The aim of this research project is to assess the feasibility of the Transport and Installation Frame for bottom-fixed wind. The research question has been answered using a systematic design methodology. Initially, information was collected, research questions were formulated and starting points were established through a literature study. The first phase, system analysis, outlined the transport and installation methodology and defined the design criteria. Subsequently, the design of the bottom-fixed structure, which could be installed using the frame was explored. Finally, the limitations of the transport and installation methodology were examined, particularly focusing on the maximum angle of heel, natural period, and the weather window.
Towards the conclusion of the thesis, an evaluation is presented regarding the feasibility of the frame for bottom-fixed wind. This includes an initial design for the bottom-fixed structure and the transport and installation methodology, based on the integrated installation method for a 15 MW wind turbine. The transport and installation methodology in this thesis focuses on the compression principle. In which the Transport and Installation Frame remains at the waterline and the bottom-fixed structure is lowered to the seabed at 80 meters by pushing it with spud piles down.

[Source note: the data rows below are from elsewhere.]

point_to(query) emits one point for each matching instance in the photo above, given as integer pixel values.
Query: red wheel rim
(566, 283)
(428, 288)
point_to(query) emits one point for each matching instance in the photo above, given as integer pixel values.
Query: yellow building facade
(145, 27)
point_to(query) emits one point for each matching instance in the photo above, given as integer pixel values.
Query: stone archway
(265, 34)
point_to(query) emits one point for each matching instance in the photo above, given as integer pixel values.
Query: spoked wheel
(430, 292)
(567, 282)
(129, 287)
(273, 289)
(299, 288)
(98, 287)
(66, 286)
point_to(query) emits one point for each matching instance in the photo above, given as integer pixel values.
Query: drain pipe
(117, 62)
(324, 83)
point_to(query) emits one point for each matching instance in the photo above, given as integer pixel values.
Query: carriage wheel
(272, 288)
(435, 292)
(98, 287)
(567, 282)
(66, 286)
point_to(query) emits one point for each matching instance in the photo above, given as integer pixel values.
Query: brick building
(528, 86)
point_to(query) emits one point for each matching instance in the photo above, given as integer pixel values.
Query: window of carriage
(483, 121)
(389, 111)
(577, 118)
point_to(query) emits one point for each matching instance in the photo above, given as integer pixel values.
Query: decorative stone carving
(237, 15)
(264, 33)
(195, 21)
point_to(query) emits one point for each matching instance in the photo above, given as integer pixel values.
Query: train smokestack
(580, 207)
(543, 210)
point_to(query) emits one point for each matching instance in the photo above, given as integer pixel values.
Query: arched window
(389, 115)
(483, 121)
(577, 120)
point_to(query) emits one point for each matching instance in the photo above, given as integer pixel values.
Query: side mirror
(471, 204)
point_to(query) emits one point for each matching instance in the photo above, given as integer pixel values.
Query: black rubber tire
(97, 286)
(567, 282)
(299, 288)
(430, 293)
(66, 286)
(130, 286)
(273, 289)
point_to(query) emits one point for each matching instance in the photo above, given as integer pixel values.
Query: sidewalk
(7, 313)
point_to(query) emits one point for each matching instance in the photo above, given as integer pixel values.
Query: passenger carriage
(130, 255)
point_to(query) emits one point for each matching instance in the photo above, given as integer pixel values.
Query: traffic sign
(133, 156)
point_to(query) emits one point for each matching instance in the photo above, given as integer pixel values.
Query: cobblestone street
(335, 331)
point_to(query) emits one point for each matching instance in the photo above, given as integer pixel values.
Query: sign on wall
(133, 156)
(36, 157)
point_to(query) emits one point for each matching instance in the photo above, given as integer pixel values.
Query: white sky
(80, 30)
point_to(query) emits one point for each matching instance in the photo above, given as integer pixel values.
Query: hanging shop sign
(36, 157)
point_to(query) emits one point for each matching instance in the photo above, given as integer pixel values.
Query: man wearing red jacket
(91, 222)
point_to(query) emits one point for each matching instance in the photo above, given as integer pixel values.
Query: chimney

This study identifies critical stages and associated issues related to static stability, maximum heeling angles, deck or edge immersion, spud pile strength, seabed placement, and the natural periods in heave and pitch.
The results of the design research indicate that, within the identified limitations, there are no significant unresolved issues affecting the feasibility of the transport and installation frame for bottom-fixed wind. This conclusion is based on analyses focused on static and strength analysis. To assess the technical feasibility, it is recommended that the specifications of the weather window be refined, static optimisation be performed, and critical issues related to dynamic behavior be addressed, specifically during seabed placement and dynamic responses to external forces. To further develop this project and explore the profitability, it is recommended to obtain an overview of the specific location, costs, and installation time.